Casas de los Saberes Jurídicos: la apuesta de la Nueva Corte

Entre las diversas transformaciones que se están impulsando en la Suprema Corte de Justicia de la Nación y, en particular en aquellas relacionadas con acercarse a las personas, se ha previsto la renovación de las Casas de la Cultura Jurídica, que pasan a denominarse Casas de los Saberes Jurídicos y a ampliar su visión y con ello, a renovar liderazgos.

Estos cambios representan un nuevo paradigma. Las Casas de los Saberes Jurídicos tendrán un enfoque más inclusivo, en el que se ponga en el centro a grupos y personas que anteriormente no habían sido visibilizados, y serán espacios vivos desde donde se expanda su alcance e impacto en la comunidad.

La incorporación de nuevos liderazgos se enmarca en el Acuerdo General de Administración VI/2019, que en su artículo 5º permite reorganizar las estructuras ocupacionales con el fin de implementar nuevos planes de trabajo. Asimismo, reconoce que las direcciones son puestos de libre designación, lo que garantiza que quienes los ocupen en las distintas sedes estén plenamente alineados con los objetivos institucionales.

En este sentido, con base en derecho, los derechos y beneficios del personal de base se mantienen intactos, incluido el respeto de sus contratos, así como la celebración de nuevos contratos.

A pesar de contar con presencia en todas las entidades federativas, las Casas de los Saberes Jurídicos habían mantenido un alcance limitado y enfocado en espacios académicos poco accesibles para toda la comunidad. Con el cambio, se busca acercarlas a colonias, barrios y comunidades que históricamente han quedado fuera del diálogo con el Poder Judicial de la Federación, para consolidarse como puntos de encuentro donde las personas puedan conocer sus derechos, comprender la función del Poder Judicial y entender cómo la justicia impacta en su vida diaria.

Las Casas de la Cultura Jurídica de la Suprema Corte de Justicia de la Nación, tienen su raíz en 1995, cuando desde ahí se impulsó un programa para rescatar, conservar y organizar su acervo archivístico; los espacios donde eso se estaba llevando a cabo, hacia 1998 se transformaron en “Casas de la Cultura Jurídica”, e incorporaron bibliotecas especializadas y actividades académicas. Sin embargo, su alcance real hacia las personas fue limitado.
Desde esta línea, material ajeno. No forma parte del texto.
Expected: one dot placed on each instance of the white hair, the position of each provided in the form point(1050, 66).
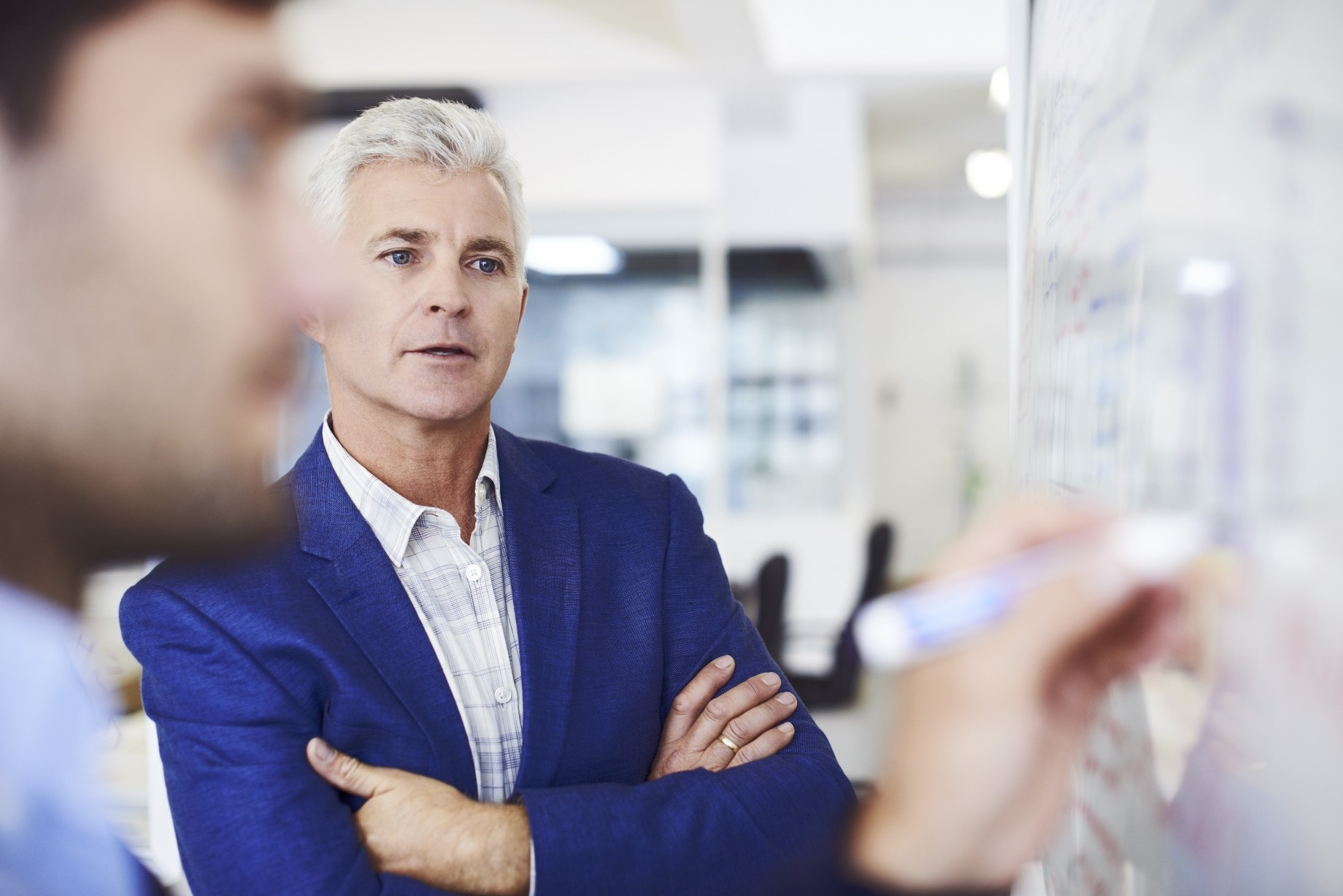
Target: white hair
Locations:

Con esta evolución, la Suprema Corte de Justicia de la Nación comunica con claridad: la justicia y la cultura jurídica no deben quedarse en los libros ni en actividades cerradas, sino salir a las calles y generar un vínculo auténtico con la sociedad. Las Casas de los Saberes Jurídicos marcan el inicio de una nueva etapa de justicia más accesible, visible y cercana a la vida de todas las personas.